Pierre Rosenberg describes Lemoyne's style as "refined and introverted." Philip Conisbee refers to Lemoyne's paintings as having a "sensuous beauty" similar to works by Correggio.

==Works==
- Ruth and Booz (1711), the painting he won the Prix de Rome with.
- St Jean dans le Désert, in Nantes Cathedral.
- Hercules and Cacus (1718)
- Tancred Surrendering Arms to Clorinda (1722), commissioned by Berger.
- Perseus and Andromeda (1723), currently at the Wallace Collection, London.
- Hercules and Omphale (1724), currently in the Louvre, Paris.
- Continence of Scipio (1727), the painting he displayed at the 1727 competition.

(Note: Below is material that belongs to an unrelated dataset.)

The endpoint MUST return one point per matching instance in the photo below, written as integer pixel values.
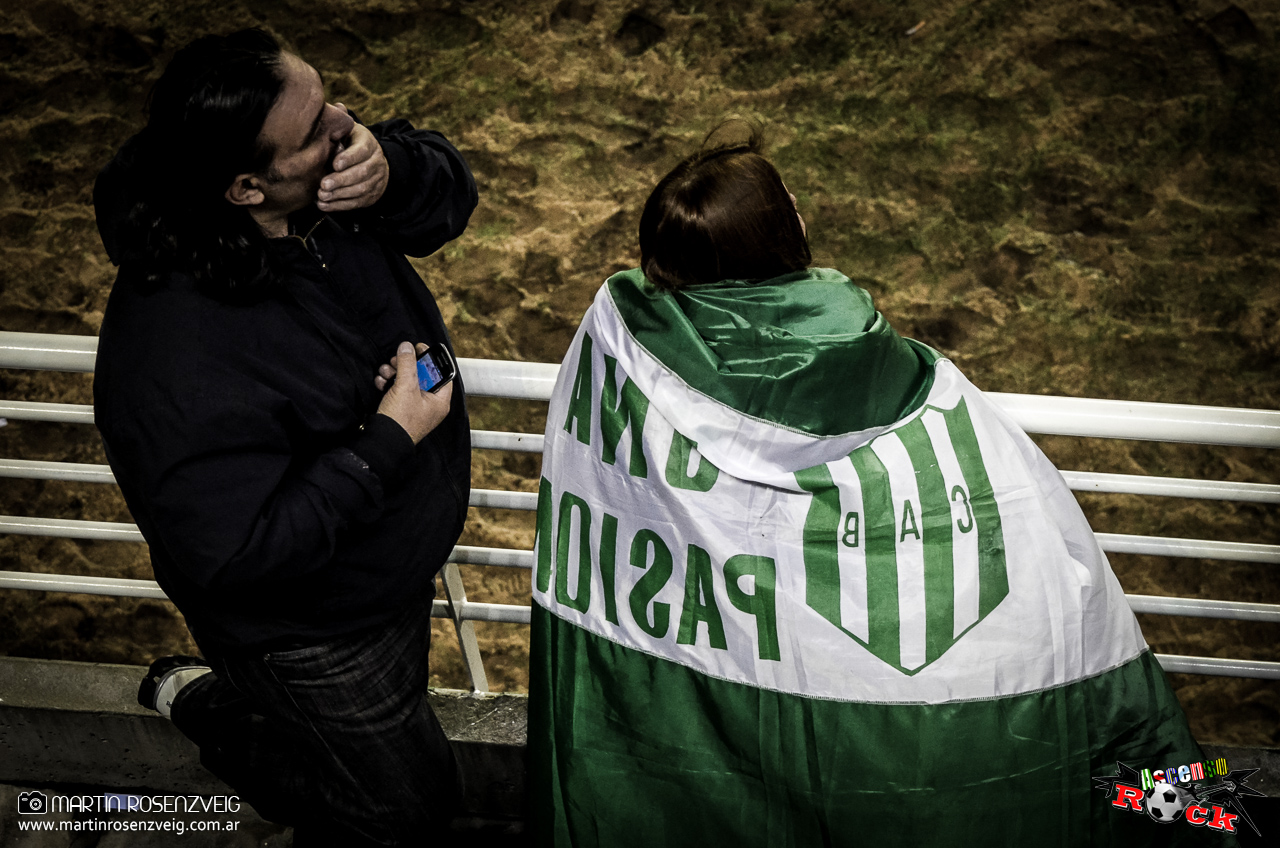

- Louis XV donnant la Paix à l'Europe, Salon de la Paix in Versailles (1727)
- The Annunciation (1727), at Winchester College, previously on loan to the National Gallery
- Narcissus (1728)
- Venus and Adonis (1729)
- Ceiling of the Salon d'Hercule in Versailles (1736)
- Arch of the Church of Saint-Thomas-d'Aquin in Paris
- Diane chasseresse
- Les Nymphes
- He also worked at Saint-Sulpice and at the Abbey of Saint-Germain-des-Prés
- Time Saving Truth from Falsehood and Envy (1737), currently at the Wallace Collection, London.

==Bibliography==
- Cours sur la peinture du XVIII^{e}, 2006, Université Nancy 2
- Xavier Salmon : François Lemoyne à Versailles, Gourcuff, Paris 2001, ISBN 2-909838-57-9
- Jean-Luc Bordeaux, Francois Le Moyne ( 1688–1737) and His Generations, published in 1984-1985 jointly by the Getty Trust and the Louvre Arthena. ( reviewed by the late Philip Conisbee in the Burlington Magazine in 1985.